Cell Stem Cell. 2021 Apr 7:S1934-5909(21)00123-5.

 

  • マウスやヒトにおける造血幹細胞HSCの老化は、若齢マウスとの比較で語られる。
  • 老化による変化として、HSC数(頻度)の増加、リンパ球系前駆細胞の減少、骨髄系に分化しやすいHSCの増加などが報告されている。
  • この変化には骨髄ニッチの変化が関与しているだろうということが分かっている。老齢ニッチを標的とした治療アプローチはHSC老化現象を活性化する。また、老齢HSCを若齢ニッチにおくと上記に挙げた老齢HSCの変代表的変化の1つである骨髄系に分化しやすいHSCの増加が減弱する。

 

  • 様々な週齢・月齢のC57BL/6Jオスマウスを解析。
    →9~12ヵ月齢マウス(ヒトで言う36~45歳に相当)で、骨髄細胞割合が増加するなどHSC老化の徴候がみられた。中年までのこのような老化の特徴がみられ始める。
  • 関連のある分子変化を特定するために若齢、中年、高齢マウスのLT-HSCでRNAシークエンスを実施した。
  • 中年期以降と若齢マウスでは特徴が異なっていた。過去の研究でも報告されている通り、骨髄関連のLT-HSC signatureが豊富でリンパ球関連LT-HSC signatureが減少していた。
  • 発現に差がある遺伝子をクラスター化すると、TNF-αシグナル伝達、免疫系、炎症反応のサイン豊富なクラスターの発現が加齢とともに増加していることが分かった。→炎症反応は進行性で年齢とともに累積する可能性が高い。
  • mTORC1シグナル伝達、コレステロール恒常性に関与する遺伝子クラスターは中年以降で発現が減少していた。
  • 中年期以降のニッチに若齢マウスHSCを移植すると骨髄系に偏った造血が誘発される。(これは過去の研究でも報告されている。
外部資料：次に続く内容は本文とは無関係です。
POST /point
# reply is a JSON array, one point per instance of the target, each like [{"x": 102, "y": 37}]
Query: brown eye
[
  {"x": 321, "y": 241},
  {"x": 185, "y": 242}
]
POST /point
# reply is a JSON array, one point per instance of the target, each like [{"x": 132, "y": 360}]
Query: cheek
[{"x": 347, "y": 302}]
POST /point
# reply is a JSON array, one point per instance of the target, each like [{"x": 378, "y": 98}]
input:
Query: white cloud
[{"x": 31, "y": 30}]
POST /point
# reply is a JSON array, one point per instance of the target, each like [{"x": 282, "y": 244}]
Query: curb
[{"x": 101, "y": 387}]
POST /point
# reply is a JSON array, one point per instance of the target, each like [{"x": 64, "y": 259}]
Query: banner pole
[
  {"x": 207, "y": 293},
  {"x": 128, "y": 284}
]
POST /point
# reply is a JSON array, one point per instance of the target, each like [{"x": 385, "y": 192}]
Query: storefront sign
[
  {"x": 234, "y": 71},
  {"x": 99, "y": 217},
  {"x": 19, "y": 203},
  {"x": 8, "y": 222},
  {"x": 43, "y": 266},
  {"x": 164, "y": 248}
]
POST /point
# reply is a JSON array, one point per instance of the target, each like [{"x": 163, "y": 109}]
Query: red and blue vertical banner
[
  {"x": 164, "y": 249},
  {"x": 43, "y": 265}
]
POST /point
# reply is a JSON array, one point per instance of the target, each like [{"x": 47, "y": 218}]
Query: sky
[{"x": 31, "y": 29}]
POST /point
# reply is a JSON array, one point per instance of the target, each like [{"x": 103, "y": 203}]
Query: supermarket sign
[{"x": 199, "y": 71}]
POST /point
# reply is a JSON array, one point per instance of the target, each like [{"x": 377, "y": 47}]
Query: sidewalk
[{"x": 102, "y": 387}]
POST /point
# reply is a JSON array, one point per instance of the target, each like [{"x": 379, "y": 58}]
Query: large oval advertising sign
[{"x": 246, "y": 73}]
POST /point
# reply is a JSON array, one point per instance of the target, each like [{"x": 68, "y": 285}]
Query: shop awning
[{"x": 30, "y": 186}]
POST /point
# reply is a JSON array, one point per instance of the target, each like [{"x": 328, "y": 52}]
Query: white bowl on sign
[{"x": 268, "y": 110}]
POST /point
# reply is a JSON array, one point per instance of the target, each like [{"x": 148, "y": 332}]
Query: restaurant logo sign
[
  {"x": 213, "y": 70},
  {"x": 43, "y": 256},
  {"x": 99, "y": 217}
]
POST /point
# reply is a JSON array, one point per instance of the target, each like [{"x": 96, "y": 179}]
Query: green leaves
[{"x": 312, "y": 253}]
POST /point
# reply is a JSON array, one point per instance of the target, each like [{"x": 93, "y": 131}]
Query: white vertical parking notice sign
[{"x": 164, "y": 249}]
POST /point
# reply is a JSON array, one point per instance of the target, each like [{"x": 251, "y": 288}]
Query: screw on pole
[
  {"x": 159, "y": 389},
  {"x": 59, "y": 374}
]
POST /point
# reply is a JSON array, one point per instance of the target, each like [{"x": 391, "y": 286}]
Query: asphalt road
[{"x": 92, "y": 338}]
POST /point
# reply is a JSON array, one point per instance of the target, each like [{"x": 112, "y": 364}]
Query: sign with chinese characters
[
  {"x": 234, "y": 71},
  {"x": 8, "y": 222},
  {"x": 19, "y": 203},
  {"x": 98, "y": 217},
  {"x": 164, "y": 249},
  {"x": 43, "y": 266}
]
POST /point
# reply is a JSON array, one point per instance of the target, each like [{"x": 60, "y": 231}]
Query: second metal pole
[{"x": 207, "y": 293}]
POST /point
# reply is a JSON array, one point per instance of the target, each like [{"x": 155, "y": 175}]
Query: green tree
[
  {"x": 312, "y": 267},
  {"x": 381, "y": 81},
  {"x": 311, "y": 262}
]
)
  • RNAシークエンスをしてみると、中年HSCを若齢ニッチに移植することで骨髄分化や免疫応答に関連する遺伝子の発現が低下し、一方で代謝制御因子やPI3K/Aktシグナル伝達、細胞周期に関連する遺伝子の発現が上昇することが分かった。
    →つまり、系統バイアス、代謝、PI3K/Aktシグナル伝達、細胞周期のどれかが、中年LT-HSCを若齢ニッチに移動させた際に機能を活性化するのに関与している可能性があることを示唆している。
  • さらなる精査のため、中年期の多能性前駆細胞から単一細胞RNA-seqデータをとり解析した。Ingenuity PathwayAnalysisに入力し、中年期骨髄ニッチにおける関連のある上流調節因子を調査
    IGF2の増加、NRG1・IGF1・TGF-β1・EGF減少の関与を示唆
    -----------------------------
    IPA(Ingenuity® Pathway Analysis)とは
    マイクロアレイ・RNA-seq・プロテオーム・メタボロームなど様々な形式のデータから既知のパスウェイ・上流因子・毒性/疾患との関連を探索するためのソフトウェアです。
    Rhelixa IPA受託解析サービスHPより引用
    -----------------------------
  • 以下の点から、上記の中からさらに還元型IGF1加齢に伴う減少に注目
    1.ニッチの非造血細胞で特異的に発現していたのはIgf1とIgf2のみ
    2.中年マウスと若齢マウスを比較するとIGF2は変わらないがIGF1の減少は確認できた。
    3.間質細胞におけるIgf1高発現がみられた。

    4.IGF1の主な受容体であるIgf1rが造血前駆細胞で発現していた。
    5.Igf1は中年マウスMSCで減少がみられた。
  • 若齢マウスHSCをIgf1条件付きKOマウスに移植→移植後にKO
    →骨髄系細胞の増加、リンパ球系細胞の減少がみられた。
    IGF1シグナル伝達経路低下で骨髄系に偏った造血を引き起こす。
  • ではIGF1↑で中年期以降のマウスのLT-HSCを活性kあできる?
    骨髄細胞の持続的な減少とリンパ系細胞の増加をもたらした。
    IGF1によってHSCの老化の特徴をレスキューできる。
  • IGF1によってmTORシグナル伝達、ミトコンドリア機能、代謝、細胞周期に関連のプロセスが強化されることがRNA-seqで分かった。
  • ミトコンドリア活性がIGF1によって活性化する。

 

  • IGF1は人においては60歳を超えると徐々に低下していく。
  • IGF1先天性欠損症や全身性の減少は寿命を延ばすことができる。
    (ストレスに対する細胞応答を改善し腫瘍および細胞老化の発生率を減少させることができる)
  • これまではnature’s way of sustaining the aging individualと考えられてきた。
  • 我々の研究は高齢者におけるIGF1刺激の有効性を示唆しているが、発がんやインスリン抵抗性のリスクを高めることなくこの利点を利用するにはさらなる研究が必要。
  • 今回報告したIGF1刺激やmTORシグナル伝達経路活性化、ミトコンドリア代謝活性化を若年期から利用できれば、健康な造血機能を高齢になっても維持できる可能性がある。